Davanti alle commissioni Bilancio, il vice dg della banca centrale, Signorini, ha parlato di un possibile "incremento del 10% delle transazioni con le cards", derivanti dagli sconti previsti nella Web tax

Luigi Federico Signorini, vice direttore di Banca d'Italia

Luigi Federico Signorini, vice direttore di Banca d'Italia

Gli incentivi ai pagamenti elettronici potrebbero portare ad un incremento del 10% delle transazioni con le cards. E' quanto riferisce il vice direttore generale della Banca d'Italia, Luigi Federico Signorini, questa mattina in audizione sulla manovra davanti alle commissioni Bilancio riunite di Camera e Senato a Palazzo Madama.

I clienti sono sensibili agli incentivi monetari simili a quelli prefigurati dalla manovra (Luigi Federico Signorini, Banca d'Italia)

"Gli studi empirici disponibili suggeriscono che la propensione all'utilizzo della carta da parte del cliente è sensibile a incentivi monetari simili a quelli prefigurati dalla manovra (cash-back, premi, sconti, punti)", dice Signorini.

"Sulla base delle elasticità generalmente stimate, ci si può attendere, come effetto congiunto dei provvedimenti di incentivo previsti dal Governo, un aumento delle transazioni elettroniche dell'ordine del 10 per cento", aggiunge come riportato da Adnkronos.

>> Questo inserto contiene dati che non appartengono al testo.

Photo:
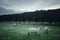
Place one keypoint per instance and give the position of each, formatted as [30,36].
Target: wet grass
[8,31]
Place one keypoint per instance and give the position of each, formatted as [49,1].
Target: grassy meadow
[10,31]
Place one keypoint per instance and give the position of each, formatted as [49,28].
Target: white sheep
[46,29]
[34,30]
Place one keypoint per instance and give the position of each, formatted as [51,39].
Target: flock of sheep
[37,30]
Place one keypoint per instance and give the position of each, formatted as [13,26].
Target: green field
[10,31]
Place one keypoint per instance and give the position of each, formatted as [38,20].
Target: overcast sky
[29,5]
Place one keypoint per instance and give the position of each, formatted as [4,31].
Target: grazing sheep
[46,29]
[34,30]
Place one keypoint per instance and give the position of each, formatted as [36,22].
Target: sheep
[46,29]
[34,30]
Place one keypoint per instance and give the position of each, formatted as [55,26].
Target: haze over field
[28,5]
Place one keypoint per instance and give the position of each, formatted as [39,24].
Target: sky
[29,5]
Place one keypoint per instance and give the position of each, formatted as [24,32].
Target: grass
[9,31]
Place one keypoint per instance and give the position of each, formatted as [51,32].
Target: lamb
[46,29]
[34,30]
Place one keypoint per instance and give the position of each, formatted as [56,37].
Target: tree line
[37,16]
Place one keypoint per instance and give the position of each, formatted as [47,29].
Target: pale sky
[29,5]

Bankitalia ricorda che la manovra prevede un rimborso in denaro se si acquistano beni e servizi attraverso strumenti di pagamento elettronici e a tal fine istituisce "un fondo di entità piuttosto elevata (3 miliardi sia nel 2021 sia nel 2022)". Ma "l'incentivo funzionerà bene se si riuscirà ad attuarlo in modo semplice e chiaro, evitando qualsiasi appesantimento burocratico per le parti coinvolte".